The mathematical model for latent variable models is:
Expected values:
$$\text{E}(\boldsymbol{y}) = \boldsymbol{\nu} + \boldsymbol{\Lambda}(\boldsymbol{I} - \boldsymbol{B})^{-1}\boldsymbol{\nu}_\eta$$
Variance-covariance structure:
$$\text{var}(\boldsymbol{y}) = \boldsymbol{\Lambda}(\boldsymbol{I} - \boldsymbol{B})^{-1}\boldsymbol{\Sigma}_\zeta(\boldsymbol{I} - \boldsymbol{B})^{-1\prime}\boldsymbol{\Lambda}^\prime + \boldsymbol{\Sigma}_\varepsilon$$
Where:
- Λ (lambda) is the factor loading matrix linking observed variables to latent variables
- B (beta) is the matrix of structural paths between latent variables
- Σζ (sigma_zeta) is the latent variable covariance matrix
- Σε (sigma_epsilon) is the residual covariance matrix
- ν (nu) is the vector of observed intercepts
- νη (nu_eta) is the vector of latent intercepts
Core Matrices
The lvm family uses several matrices to specify the model structure. The table below summarizes all core matrices:
| Matrix | Description | Default |
|---|---|---|
lambda |
Factor loadings (observed → latent) | User-specified |
beta |
Structural paths between latent variables | "zero" |
nu |
Observed variable intercepts | Estimated |
nu_eta |
Latent variable intercepts | Estimated |
tau |
Thresholds (for ordinal data) [experimental] | Estimated |
Latent Covariance Decomposition
The latent covariance matrix Σζ can be parameterized in different ways using the latent argument:
| Latent Type | Matrices | Equation |
|---|---|---|
"cov" |
sigma_zeta |
$\boldsymbol{\Sigma}_\zeta$ (directly estimated) |
"chol" |
lowertri_zeta |
$\boldsymbol{\Sigma}_\zeta = \boldsymbol{L}_\zeta\boldsymbol{L}_\zeta'$ |
"prec" |
kappa_zeta |
$\boldsymbol{\Sigma}_\zeta = \boldsymbol{K}_\zeta^{-1}$ |
"ggm" |
omega_zeta, delta_zeta |
$\boldsymbol{\Sigma}_\zeta = \boldsymbol{\Delta}_\zeta(\boldsymbol{I} - \boldsymbol{\Omega}_\zeta)^{-1}\boldsymbol{\Delta}_\zeta$ |
Residual Covariance Decomposition
Similarly, the residual covariance matrix Σε can be parameterized using the residual argument:
| Residual Type | Matrices | Equation |
|---|---|---|
"cov" |
sigma_epsilon |
$\boldsymbol{\Sigma}_\varepsilon$ (directly estimated) |
"chol" |
lowertri_epsilon |
$\boldsymbol{\Sigma}_\varepsilon = \boldsymbol{L}_\varepsilon\boldsymbol{L}_\varepsilon'$ |
"prec" |
kappa_epsilon |
$\boldsymbol{\Sigma}_\varepsilon = \boldsymbol{K}_\varepsilon^{-1}$ |
"ggm" |
omega_epsilon, delta_epsilon |
$\boldsymbol{\Sigma}_\varepsilon = \boldsymbol{\Delta}_\varepsilon(\boldsymbol{I} - \boldsymbol{\Omega}_\varepsilon)^{-1}\boldsymbol{\Delta}_\varepsilon$ |
Wrapper Functions
The lvm family provides several wrapper functions that set appropriate defaults for common model types:
| Wrapper | What it sets | Description |
|---|---|---|
lvm() |
User chooses | Base function for general latent variable models |
lnm() |
latent = "ggm" |
Latent Network Model (network among latent factors) |
rnm() |
residual = "ggm" |
Residual Network Model (network among residuals) |
lrnm() |
Both latent and residual = "ggm" |
Combined Latent + Residual Network Model |
bifactor() |
Augmented $\boldsymbol{\Lambda}$, diagonal latent cov | Bifactor model with general + specific factors |
latentgrowth() |
$\boldsymbol{\Lambda}$ from time, intercept + slope | Latent growth curve model |
Identification
Latent variable models require identification constraints.

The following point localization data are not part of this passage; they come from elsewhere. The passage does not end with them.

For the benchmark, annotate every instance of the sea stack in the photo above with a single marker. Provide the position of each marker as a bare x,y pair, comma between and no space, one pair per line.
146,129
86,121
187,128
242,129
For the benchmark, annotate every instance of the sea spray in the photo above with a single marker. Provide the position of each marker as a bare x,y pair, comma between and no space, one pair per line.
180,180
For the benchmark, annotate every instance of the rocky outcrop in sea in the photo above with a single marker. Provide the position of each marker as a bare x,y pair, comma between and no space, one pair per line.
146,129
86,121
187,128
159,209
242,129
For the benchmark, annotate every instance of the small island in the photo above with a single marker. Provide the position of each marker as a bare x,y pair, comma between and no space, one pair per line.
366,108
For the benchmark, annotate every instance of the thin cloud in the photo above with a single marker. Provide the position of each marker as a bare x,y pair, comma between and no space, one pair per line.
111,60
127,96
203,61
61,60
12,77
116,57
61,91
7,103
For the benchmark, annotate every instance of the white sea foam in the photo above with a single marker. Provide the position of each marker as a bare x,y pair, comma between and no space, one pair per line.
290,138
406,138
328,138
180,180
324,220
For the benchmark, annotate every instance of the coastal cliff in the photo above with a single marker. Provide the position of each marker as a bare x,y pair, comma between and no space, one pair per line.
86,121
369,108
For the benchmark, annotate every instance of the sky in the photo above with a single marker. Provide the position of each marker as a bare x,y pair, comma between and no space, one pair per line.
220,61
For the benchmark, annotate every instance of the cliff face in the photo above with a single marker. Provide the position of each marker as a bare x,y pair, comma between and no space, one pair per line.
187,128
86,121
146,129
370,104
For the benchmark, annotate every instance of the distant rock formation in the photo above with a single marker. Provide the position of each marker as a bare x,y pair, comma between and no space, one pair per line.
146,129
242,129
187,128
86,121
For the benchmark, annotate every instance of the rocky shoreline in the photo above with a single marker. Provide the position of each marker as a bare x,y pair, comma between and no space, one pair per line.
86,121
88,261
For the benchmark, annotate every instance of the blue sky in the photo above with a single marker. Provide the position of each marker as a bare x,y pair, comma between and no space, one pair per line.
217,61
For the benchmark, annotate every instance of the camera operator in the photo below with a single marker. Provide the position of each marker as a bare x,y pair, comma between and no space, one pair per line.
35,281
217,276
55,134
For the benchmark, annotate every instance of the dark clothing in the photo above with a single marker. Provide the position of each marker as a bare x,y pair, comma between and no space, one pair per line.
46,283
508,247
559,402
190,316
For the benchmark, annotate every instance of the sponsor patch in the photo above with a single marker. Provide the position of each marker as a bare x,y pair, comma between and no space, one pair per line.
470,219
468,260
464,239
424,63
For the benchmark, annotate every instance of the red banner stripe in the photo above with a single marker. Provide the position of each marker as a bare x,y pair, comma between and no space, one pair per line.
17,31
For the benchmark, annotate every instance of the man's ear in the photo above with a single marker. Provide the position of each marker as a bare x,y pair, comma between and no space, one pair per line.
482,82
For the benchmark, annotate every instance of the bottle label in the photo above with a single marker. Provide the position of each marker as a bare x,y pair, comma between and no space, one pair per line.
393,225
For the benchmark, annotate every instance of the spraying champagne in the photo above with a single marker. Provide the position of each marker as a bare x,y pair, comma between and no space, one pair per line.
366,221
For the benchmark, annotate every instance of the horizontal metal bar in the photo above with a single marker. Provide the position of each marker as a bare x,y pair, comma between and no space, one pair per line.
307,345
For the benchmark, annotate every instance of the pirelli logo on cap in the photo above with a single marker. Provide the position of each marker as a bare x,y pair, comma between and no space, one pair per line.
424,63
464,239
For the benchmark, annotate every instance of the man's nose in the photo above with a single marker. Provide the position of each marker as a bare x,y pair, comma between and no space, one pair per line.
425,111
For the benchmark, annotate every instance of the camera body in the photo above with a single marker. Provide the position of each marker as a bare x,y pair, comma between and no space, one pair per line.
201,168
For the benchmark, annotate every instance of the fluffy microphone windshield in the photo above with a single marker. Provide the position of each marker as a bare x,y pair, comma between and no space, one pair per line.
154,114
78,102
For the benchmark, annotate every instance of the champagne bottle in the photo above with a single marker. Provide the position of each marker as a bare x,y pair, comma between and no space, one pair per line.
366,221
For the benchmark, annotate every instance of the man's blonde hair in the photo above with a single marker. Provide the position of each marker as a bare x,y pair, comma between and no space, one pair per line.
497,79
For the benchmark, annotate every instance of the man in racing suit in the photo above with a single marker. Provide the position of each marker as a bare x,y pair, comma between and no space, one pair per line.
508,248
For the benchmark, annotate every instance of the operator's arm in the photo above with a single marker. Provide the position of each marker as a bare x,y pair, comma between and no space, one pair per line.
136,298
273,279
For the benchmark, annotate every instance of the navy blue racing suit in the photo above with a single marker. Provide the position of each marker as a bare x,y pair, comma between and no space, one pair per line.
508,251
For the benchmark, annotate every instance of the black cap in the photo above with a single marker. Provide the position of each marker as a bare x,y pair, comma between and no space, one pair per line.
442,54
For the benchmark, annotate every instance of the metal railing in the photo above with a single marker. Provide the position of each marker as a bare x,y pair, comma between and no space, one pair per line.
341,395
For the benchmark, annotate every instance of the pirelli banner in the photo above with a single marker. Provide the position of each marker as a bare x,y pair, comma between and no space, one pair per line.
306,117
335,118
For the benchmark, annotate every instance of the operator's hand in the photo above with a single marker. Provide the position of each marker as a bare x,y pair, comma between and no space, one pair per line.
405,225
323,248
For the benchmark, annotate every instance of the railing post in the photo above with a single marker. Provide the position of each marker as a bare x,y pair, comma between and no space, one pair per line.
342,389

The identification argument specifies how to achieve this:
"loadings": Fix the first loading of each factor to 1 (default). This allows latent variances to be freely estimated."variance": Fix latent variances to 1. This allows all factor loadings to be freely estimated.
Note: When using identification = "loadings", the first loading of each factor is fixed to 1, so the first indicator for each latent variable must have a non-zero loading on that factor.
Example: CFA on HolzingerSwineford1939
The classic Holzinger-Swineford dataset includes 9 mental ability tests measuring 3 latent factors: visual, textual, and speed abilities. This example demonstrates how to specify and estimate a confirmatory factor analysis model.
The key to specifying a CFA in psychonetrics is constructing the lambda matrix, where rows represent observed variables and columns represent latent factors. A value of 1 indicates a free loading to be estimated, while 0 indicates the loading is fixed to zero.
library("psychonetrics")
library("lavaan")
data(HolzingerSwineford1939)
# Define factor loading structure
# Rows = observed variables (9 tests)
# Columns = latent factors (3 factors)
Lambda <- matrix(0, 9, 3)
Lambda[1:3, 1] <- 1 # Visual factor: x1, x2, x3
Lambda[4:6, 2] <- 1 # Textual factor: x4, x5, x6
Lambda[7:9, 3] <- 1 # Speed factor: x7, x8, x9
# Fit CFA model
mod_cfa <- lvm(HolzingerSwineford1939,
lambda = Lambda,
vars = paste0("x", 1:9),
latents = c("visual", "textual", "speed"),
identification = "variance")
mod_cfa <- mod_cfa %>% runmodel
# Inspect results
mod_cfa %>% fit
mod_cfa %>% parameters
mod_cfa %>% MIs
The identification = "variance" argument fixes all latent variances to 1, allowing all factor loadings to be freely estimated.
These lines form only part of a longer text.